En segundo lugar, el desarrollo de este tipo de infraestructura ofrece beneficios como el aporte de sombra y la reducción de la temperatura ambiente, lo que a su vez reduce la demanda energética. Además, permite absorber sonido ambiental, capturar carbono y colaborar en la retención del suelo y agua, lo que contrarresta su erosión y colabora en la mitigación de las inundaciones gracias a la retención del agua de lluvia.
Desde una óptica más general, el diseño de los elementos que hacen a esta red evita la fragmentación territorial a nivel ecológico, promueve la restauración ambiental y, sobre todo, mejora la calidad de vida de las personas.
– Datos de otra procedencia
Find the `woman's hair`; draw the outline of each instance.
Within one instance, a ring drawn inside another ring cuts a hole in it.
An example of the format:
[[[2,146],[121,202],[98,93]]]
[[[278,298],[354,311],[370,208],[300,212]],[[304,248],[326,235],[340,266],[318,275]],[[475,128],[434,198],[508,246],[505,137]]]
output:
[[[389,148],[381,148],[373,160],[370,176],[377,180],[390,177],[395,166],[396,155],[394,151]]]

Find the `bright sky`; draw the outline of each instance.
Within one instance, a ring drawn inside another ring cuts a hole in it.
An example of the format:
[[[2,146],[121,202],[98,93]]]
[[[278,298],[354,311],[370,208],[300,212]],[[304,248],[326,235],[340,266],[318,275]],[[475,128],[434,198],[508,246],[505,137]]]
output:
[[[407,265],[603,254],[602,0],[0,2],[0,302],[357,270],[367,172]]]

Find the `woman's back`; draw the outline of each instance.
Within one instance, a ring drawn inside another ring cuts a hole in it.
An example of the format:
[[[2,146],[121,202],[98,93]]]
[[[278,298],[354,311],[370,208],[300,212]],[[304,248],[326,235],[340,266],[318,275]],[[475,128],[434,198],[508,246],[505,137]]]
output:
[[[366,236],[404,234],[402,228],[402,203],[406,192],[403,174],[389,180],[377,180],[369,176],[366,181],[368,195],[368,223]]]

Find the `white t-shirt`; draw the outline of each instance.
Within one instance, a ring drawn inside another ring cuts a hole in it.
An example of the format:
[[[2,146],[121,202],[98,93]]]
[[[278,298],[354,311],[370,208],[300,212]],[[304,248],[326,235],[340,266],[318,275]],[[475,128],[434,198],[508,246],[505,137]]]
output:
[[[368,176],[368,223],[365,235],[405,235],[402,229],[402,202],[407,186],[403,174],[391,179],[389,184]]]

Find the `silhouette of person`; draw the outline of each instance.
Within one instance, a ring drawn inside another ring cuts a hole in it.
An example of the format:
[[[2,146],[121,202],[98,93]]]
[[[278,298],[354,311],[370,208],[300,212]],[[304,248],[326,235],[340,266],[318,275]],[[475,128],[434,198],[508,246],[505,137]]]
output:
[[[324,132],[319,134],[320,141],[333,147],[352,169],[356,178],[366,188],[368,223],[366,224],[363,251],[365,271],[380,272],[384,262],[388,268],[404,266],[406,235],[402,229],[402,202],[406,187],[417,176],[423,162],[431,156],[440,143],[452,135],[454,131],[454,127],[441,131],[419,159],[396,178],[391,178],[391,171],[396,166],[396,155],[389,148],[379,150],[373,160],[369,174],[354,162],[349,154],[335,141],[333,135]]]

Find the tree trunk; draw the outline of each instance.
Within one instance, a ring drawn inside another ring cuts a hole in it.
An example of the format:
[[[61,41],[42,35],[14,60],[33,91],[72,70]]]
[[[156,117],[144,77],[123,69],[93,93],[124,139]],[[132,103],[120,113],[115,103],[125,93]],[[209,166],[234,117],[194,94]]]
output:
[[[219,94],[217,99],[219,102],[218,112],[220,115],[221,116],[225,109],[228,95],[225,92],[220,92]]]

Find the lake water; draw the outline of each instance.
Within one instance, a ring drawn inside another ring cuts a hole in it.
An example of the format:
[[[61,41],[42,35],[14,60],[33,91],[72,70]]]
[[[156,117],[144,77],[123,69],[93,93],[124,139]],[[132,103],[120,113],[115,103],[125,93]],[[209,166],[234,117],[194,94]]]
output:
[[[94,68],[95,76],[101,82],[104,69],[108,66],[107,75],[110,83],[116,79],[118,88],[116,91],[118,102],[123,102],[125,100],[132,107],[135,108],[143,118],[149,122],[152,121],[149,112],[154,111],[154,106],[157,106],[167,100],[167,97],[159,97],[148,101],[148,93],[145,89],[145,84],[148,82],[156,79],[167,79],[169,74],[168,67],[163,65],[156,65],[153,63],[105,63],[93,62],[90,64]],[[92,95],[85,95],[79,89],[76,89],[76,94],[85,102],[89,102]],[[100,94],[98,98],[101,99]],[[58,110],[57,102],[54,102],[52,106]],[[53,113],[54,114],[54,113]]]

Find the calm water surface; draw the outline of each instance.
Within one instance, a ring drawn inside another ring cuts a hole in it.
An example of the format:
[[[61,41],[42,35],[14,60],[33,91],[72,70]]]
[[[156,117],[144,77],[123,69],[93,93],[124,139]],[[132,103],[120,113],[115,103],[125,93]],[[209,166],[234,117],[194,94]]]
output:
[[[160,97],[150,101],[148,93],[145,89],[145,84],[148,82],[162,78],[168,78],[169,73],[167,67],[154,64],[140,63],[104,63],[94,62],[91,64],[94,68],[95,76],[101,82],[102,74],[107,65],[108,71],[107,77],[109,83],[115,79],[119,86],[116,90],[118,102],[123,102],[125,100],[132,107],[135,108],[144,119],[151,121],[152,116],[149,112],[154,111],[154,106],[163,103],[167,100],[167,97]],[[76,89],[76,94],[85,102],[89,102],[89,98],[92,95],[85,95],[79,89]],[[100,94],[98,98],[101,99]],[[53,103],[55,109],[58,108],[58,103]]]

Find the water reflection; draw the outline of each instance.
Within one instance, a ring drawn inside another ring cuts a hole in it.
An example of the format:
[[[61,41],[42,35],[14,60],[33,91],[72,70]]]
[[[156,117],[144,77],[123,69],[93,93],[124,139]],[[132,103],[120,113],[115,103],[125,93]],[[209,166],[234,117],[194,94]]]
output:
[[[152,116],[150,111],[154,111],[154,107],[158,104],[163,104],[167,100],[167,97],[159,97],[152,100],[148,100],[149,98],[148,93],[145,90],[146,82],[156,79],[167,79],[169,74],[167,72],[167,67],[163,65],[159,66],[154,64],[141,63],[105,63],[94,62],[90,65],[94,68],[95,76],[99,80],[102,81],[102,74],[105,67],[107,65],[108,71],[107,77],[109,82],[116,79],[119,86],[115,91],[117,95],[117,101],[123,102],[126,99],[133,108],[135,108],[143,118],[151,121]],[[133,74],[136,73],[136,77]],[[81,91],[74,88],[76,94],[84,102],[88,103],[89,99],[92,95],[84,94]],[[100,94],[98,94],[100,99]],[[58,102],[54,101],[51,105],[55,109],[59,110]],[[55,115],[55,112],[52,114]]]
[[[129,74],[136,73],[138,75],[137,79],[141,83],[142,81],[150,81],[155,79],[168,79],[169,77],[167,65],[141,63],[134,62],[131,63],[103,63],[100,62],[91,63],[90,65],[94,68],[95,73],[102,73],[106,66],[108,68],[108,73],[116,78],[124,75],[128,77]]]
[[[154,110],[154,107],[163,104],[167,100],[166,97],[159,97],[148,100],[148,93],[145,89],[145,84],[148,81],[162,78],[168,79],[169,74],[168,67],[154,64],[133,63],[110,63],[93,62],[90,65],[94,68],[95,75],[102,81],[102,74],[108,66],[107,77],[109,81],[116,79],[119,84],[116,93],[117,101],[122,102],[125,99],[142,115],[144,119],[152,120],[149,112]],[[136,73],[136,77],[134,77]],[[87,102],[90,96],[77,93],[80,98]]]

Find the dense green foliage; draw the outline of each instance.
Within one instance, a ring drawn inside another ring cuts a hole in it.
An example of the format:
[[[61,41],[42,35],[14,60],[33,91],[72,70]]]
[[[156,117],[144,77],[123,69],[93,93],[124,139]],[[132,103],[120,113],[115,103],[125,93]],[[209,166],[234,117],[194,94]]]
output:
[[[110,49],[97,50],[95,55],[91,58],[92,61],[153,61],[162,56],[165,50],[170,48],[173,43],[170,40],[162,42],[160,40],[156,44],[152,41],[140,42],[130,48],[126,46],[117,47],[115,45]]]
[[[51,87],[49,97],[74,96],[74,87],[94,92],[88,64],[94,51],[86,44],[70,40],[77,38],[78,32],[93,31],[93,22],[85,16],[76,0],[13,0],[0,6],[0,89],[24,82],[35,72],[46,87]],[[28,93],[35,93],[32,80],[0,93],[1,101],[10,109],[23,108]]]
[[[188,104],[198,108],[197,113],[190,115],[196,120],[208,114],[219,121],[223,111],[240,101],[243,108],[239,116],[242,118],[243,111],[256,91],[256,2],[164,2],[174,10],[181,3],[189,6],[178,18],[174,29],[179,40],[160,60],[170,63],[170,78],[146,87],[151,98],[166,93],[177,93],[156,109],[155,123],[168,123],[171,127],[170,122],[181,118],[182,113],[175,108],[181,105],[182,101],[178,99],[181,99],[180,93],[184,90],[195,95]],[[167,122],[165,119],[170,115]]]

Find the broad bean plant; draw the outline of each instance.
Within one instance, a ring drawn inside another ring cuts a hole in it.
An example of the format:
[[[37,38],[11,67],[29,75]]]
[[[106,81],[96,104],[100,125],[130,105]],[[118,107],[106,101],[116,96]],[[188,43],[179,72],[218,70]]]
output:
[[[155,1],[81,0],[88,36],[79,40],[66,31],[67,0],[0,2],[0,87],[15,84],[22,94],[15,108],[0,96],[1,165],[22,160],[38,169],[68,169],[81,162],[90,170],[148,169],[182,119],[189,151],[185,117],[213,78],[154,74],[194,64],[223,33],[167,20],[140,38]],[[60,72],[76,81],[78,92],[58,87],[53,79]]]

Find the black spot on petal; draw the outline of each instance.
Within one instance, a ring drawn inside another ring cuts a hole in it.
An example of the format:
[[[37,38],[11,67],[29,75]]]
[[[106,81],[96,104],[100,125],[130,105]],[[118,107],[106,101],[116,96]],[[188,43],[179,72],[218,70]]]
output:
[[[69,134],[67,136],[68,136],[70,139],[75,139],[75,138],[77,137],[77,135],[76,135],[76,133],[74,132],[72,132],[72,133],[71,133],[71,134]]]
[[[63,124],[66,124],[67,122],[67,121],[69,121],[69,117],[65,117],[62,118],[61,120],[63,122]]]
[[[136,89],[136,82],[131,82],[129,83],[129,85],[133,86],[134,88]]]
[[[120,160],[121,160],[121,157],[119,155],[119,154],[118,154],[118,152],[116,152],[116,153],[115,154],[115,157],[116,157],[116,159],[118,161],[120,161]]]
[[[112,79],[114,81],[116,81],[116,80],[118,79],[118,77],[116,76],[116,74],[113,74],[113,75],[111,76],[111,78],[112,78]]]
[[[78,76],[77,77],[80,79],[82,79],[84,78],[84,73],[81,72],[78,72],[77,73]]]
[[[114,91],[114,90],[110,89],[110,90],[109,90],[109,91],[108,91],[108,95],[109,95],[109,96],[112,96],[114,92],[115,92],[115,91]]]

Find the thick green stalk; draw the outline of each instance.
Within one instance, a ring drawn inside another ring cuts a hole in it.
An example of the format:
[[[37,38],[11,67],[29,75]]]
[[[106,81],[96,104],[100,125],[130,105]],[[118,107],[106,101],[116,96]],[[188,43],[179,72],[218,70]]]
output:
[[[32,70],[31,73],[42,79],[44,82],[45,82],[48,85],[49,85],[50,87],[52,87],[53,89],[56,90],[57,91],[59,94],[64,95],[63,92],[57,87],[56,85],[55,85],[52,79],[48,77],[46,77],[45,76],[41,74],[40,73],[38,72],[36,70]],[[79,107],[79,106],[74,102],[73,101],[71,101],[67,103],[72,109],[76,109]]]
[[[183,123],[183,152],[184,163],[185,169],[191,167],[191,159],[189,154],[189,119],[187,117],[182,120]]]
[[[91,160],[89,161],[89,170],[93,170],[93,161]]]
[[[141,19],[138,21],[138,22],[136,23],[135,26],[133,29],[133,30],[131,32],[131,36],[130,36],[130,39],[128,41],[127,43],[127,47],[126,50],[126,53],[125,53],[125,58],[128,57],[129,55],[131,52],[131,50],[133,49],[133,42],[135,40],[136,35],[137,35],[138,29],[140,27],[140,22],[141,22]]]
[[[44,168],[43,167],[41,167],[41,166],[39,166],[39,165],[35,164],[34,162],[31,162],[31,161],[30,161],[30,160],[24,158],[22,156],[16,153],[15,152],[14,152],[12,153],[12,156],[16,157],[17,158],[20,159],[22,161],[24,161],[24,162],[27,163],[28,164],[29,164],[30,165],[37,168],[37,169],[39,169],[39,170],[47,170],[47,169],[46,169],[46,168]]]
Son activos clave, particularmente en áreas con asentamientos informales, ya que estas poseen una superficie de espacio público verde muy por debajo de la recomendada.
Afrontar el panorama que presenta la realidad climática no es una tarea sencilla y, con certeza, no se resuelve en el corto plazo. A esto se agrega que muchos gobiernos locales no cuentan con el conocimiento o los recursos para hacerlo. No obstante, implementar iniciativas que promuevan el cuidado del ambiente y fortalezcan la resiliencia urbana es una asignatura ineludible. Los planes de infraestructura verde, de resiliencia urbana, de gestión integral del riesgo, de espacio público son algunas de las herramientas con las que contamos. Así como es un llamado de atención que no permite más demoras, la crisis climática también es una oportunidad para promover una transición productiva, energética y ambiental que sea sinónimo de una mejor calidad de vida para quienes viven en las ciudades.